CSU to CusaCorp: Let Java U Contract Expire
Motion Binding Union’s For-Profit Arm to Seek Only Co-Op Tenants Passes
In an attempt to move forward from a seemingly cyclonic disagreement, the Concordia Student Union has officially obligated its for-profit arm to discontinue leasing the Hall Building mezzanine space to tenant Java U once the current lease expires.
The CSU had already been mandated by students to “establish or help found” a student-run café or restaurant in the space with a referendum question passed in the November byelections, which received about 80 per cent support.
But despite the CSU Judicial Board decision to respect the referendum results, multiple concerns continued into the new year among council members and members of CUSAcorp’s Board of Directors over the implementation of the referendum results and even the wording of the question—which some members of council argued was biased towards only two answers: a not-for-profit organization run by students in the space, or a for-profit corporation similar to its current tenant.
“The CSU becomes crippled by infighting all too often,” said CSU President Melissa Kate Wheeler. “I am certain that this has been a large contributor to some of our most exciting, beneficial projects taking years to inch forward in their progress.”
“We took time to discuss our differences of opinion, and are now prepared to take the next step,” she continued. “It is not in the best interest of students to continue to fight over these differences.”
Differences first arose between certain CSU executives and councillors even before the Java U space question first appeared on the byelection ballot. CUSAcorp chairperson James Tyler Vaccaro—also CSU VP Clubs and Internal—told The Link in October that CUSAcorp would not seek to push out Java U from the space they currently still lease and would instead explore multiple new tenant options for long-term financial sustainability.
Under the motion approved by council on Jan. 8, CUSAcorp Board members will continue to explore the space’s financial sustainability, but only under student-run co-operative business models.
However, the motion won’t change much, according to Vaccaro.
“The motion that revolved around not renewing the Java U lease was not really a surprise to CUSAcorp,” said Vaccaro. “It pretty much would be expected from the plans [we had] we were going to be doing that anyway.”
The motion passed by council also stated CUSAcorp would investigate the space’s future from a financial standpoint while an internal ad-hoc committee formed by the CSU in November continues to determine the best co-op management structure and services that could be offered in the space.
This prompted some criticism from councillors, notably engineering and computer science representative Chuck Wilson.
Wilson told the rest of council on Jan. 8 that having a second group look into the space could potentially prove more costly or be redundant.
“They may indeed overlap, but this should not be a concern,” Wheeler told The Link.
“The motion was amended to include a clause ensuring that both bodies communicate and work together towards a common goal,” she continued, adding that because CUSAcorp has to present its findings during the regular council meeting in February, any overlap can be dealt with.
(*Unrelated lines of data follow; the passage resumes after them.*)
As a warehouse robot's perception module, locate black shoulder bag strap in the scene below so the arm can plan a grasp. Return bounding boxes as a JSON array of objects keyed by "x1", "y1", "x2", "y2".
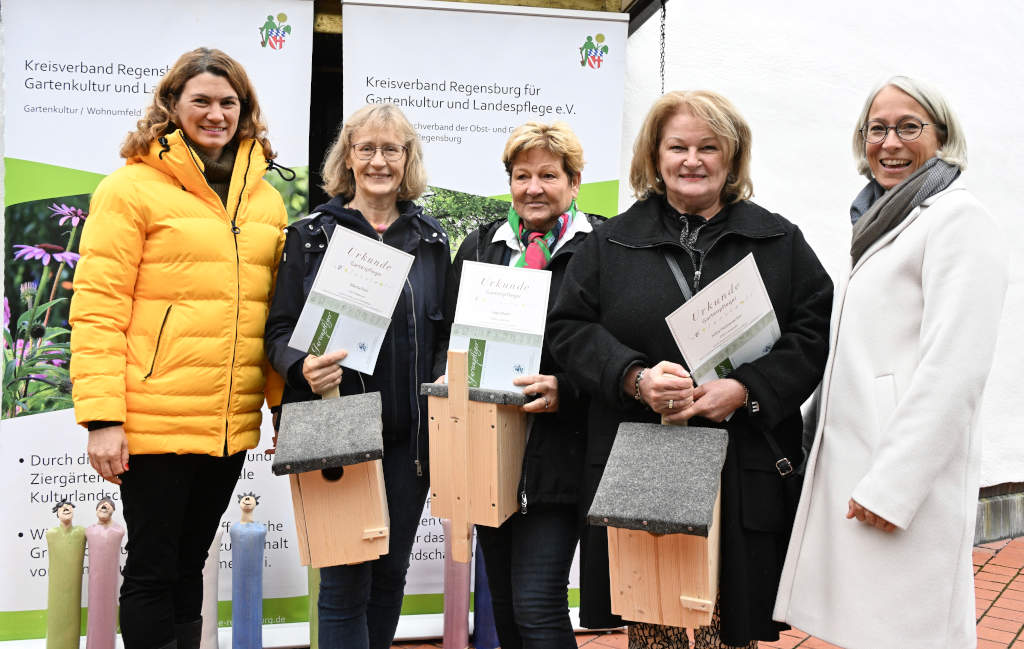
[{"x1": 663, "y1": 248, "x2": 794, "y2": 478}]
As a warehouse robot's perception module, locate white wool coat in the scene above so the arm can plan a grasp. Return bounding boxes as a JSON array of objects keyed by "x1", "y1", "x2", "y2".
[{"x1": 774, "y1": 180, "x2": 1007, "y2": 649}]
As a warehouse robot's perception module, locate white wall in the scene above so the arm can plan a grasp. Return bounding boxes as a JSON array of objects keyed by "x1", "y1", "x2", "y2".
[{"x1": 620, "y1": 0, "x2": 1024, "y2": 485}]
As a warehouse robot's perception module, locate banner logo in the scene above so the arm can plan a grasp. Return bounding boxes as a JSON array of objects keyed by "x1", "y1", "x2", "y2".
[
  {"x1": 577, "y1": 34, "x2": 608, "y2": 70},
  {"x1": 259, "y1": 13, "x2": 294, "y2": 49}
]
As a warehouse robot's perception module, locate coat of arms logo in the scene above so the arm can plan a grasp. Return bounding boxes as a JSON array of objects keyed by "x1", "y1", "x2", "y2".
[
  {"x1": 578, "y1": 34, "x2": 608, "y2": 70},
  {"x1": 259, "y1": 13, "x2": 292, "y2": 49}
]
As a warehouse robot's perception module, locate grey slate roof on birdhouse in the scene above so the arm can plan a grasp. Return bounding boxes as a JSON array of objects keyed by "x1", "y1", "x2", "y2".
[
  {"x1": 420, "y1": 383, "x2": 531, "y2": 405},
  {"x1": 270, "y1": 392, "x2": 384, "y2": 475},
  {"x1": 588, "y1": 422, "x2": 729, "y2": 536}
]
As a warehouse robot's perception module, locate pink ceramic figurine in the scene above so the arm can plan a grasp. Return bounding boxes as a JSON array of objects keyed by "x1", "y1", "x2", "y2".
[{"x1": 85, "y1": 497, "x2": 125, "y2": 649}]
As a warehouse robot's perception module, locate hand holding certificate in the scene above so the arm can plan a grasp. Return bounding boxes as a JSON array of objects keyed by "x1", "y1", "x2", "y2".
[
  {"x1": 665, "y1": 254, "x2": 782, "y2": 385},
  {"x1": 288, "y1": 227, "x2": 414, "y2": 374},
  {"x1": 449, "y1": 261, "x2": 551, "y2": 391}
]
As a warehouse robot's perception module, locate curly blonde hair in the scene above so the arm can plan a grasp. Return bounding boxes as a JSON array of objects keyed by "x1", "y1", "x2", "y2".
[
  {"x1": 321, "y1": 103, "x2": 427, "y2": 201},
  {"x1": 121, "y1": 47, "x2": 276, "y2": 160},
  {"x1": 630, "y1": 90, "x2": 754, "y2": 205}
]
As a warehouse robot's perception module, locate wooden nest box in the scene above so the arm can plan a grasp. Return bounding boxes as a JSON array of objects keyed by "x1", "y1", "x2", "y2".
[
  {"x1": 270, "y1": 392, "x2": 390, "y2": 568},
  {"x1": 588, "y1": 422, "x2": 728, "y2": 629},
  {"x1": 421, "y1": 351, "x2": 526, "y2": 563}
]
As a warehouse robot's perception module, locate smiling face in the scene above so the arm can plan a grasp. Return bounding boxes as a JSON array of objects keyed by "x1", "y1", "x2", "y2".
[
  {"x1": 509, "y1": 147, "x2": 580, "y2": 232},
  {"x1": 57, "y1": 504, "x2": 75, "y2": 525},
  {"x1": 657, "y1": 113, "x2": 729, "y2": 219},
  {"x1": 174, "y1": 72, "x2": 242, "y2": 160},
  {"x1": 864, "y1": 86, "x2": 941, "y2": 189},
  {"x1": 345, "y1": 127, "x2": 409, "y2": 201},
  {"x1": 96, "y1": 503, "x2": 114, "y2": 524},
  {"x1": 239, "y1": 495, "x2": 256, "y2": 514}
]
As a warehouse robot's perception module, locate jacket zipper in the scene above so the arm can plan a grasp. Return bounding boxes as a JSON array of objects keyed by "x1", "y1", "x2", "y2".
[
  {"x1": 222, "y1": 140, "x2": 256, "y2": 457},
  {"x1": 142, "y1": 304, "x2": 174, "y2": 381},
  {"x1": 406, "y1": 276, "x2": 423, "y2": 477},
  {"x1": 377, "y1": 223, "x2": 423, "y2": 478}
]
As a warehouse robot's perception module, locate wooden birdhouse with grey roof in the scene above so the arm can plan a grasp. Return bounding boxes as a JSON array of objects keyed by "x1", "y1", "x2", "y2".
[
  {"x1": 421, "y1": 351, "x2": 526, "y2": 563},
  {"x1": 270, "y1": 391, "x2": 390, "y2": 568},
  {"x1": 588, "y1": 422, "x2": 728, "y2": 628}
]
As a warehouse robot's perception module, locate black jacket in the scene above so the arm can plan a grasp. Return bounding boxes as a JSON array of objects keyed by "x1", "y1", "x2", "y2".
[
  {"x1": 264, "y1": 197, "x2": 451, "y2": 470},
  {"x1": 434, "y1": 212, "x2": 604, "y2": 513},
  {"x1": 548, "y1": 196, "x2": 833, "y2": 645}
]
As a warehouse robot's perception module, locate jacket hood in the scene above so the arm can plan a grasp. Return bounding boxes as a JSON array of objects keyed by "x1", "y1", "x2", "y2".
[{"x1": 127, "y1": 129, "x2": 268, "y2": 212}]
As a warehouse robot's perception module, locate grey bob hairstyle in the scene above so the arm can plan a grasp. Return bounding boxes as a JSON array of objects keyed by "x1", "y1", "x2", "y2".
[{"x1": 853, "y1": 75, "x2": 967, "y2": 178}]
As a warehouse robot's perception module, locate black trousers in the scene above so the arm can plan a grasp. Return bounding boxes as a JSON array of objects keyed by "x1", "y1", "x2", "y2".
[
  {"x1": 120, "y1": 451, "x2": 246, "y2": 649},
  {"x1": 476, "y1": 505, "x2": 580, "y2": 649}
]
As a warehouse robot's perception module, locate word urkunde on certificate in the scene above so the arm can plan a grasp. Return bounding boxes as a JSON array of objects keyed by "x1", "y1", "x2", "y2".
[
  {"x1": 288, "y1": 227, "x2": 414, "y2": 374},
  {"x1": 665, "y1": 254, "x2": 782, "y2": 385}
]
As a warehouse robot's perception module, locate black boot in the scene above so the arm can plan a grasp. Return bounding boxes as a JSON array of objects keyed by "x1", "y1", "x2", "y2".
[{"x1": 174, "y1": 617, "x2": 203, "y2": 649}]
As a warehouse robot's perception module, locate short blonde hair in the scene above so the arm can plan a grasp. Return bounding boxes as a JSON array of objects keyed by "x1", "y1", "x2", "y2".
[
  {"x1": 321, "y1": 103, "x2": 427, "y2": 201},
  {"x1": 502, "y1": 122, "x2": 584, "y2": 180},
  {"x1": 630, "y1": 90, "x2": 754, "y2": 205},
  {"x1": 853, "y1": 75, "x2": 967, "y2": 178}
]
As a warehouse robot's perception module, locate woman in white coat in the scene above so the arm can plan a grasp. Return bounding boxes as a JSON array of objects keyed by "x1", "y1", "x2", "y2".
[{"x1": 775, "y1": 77, "x2": 1007, "y2": 649}]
Focusing each group on different facets of establishing a co-op in the mezzanine space could also prove more effective, according to Vaccaro.
“I think it will allow everyone to focus on different parts of the project they feel are most important, and at the end of the day we’re all working towards the same goal,” he said.
And according to Jessica Cabana—a member of the CSU ad-hoc committee dealing with the Java U space who helped launch the referendum campaign in favour of removing the coffee shop from the mezzanine—the CSU’s motion is also symbolic of getting back on track.
“I think it’s a step towards what students voted for, which is in and of itself moving away from the debate around the referendum question,” she said.